The seizure and the shutdown of the terminals has cost Libya billions of dollars and escalated a political crisis that has threatened to plunge the country into even greater turmoil, unseen since the 2011 civil war that ousted longtime strongman Muammar Qaddafi.
After months of a tense standoff — exacerbated by an attempt by the eastern militia to use a North Korean-flagged tanker to export oil from one of the seized terminals — the state news agency LANA reported that a deal was reached with representatives from eastern Libya late on Sunday.
The deal could help bolster the authority of the weak central Libyan government in the face of the country’s powerful militias, most of which have drawn their members from the former rebels who fought against Qaddafi.

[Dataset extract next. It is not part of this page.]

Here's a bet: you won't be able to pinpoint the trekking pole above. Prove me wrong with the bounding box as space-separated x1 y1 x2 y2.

LANA quoted Justice Minister Salah Margani as saying that under the deal, the militia would immediately hand over the terminals of Zuwaitina and Al-Hariga. Two other oil terminals, Ras Lanuf and Sidra, would be returned to government control in two to four weeks.
According to the report, the deal was signed by Ibrahim Jedran, head of a militia demanding more autonomy for eastern Libya, where most of its oil resources are located.
Libya’s Justice Ministry website reported the details of the six-point deal. They include an investigation into militia allegations of government corruption in oil sales and also probes into ways to more justly distribute oil revenues among the country’s regions, which was a key complaint by the eastern militia.
The deal also includes a planned mediation with the general prosecutor’s office to halt any prosecution of militiamen who took part in the seizure of the terminals.
According to the reports, the deal paves way for a smooth handover and return to operations at the terminals, and includes a pledge that there will be no more attempts of mutiny or seizure of oil terminals.
Since Qaddafi’s fall, Libya has been torn among multiple rival and heavily armed militias affiliated to regions, cities and tribes, while the government has been weak, unable to bring its authority over the country, inheriting Qaddafi-era military and police forces in disarray.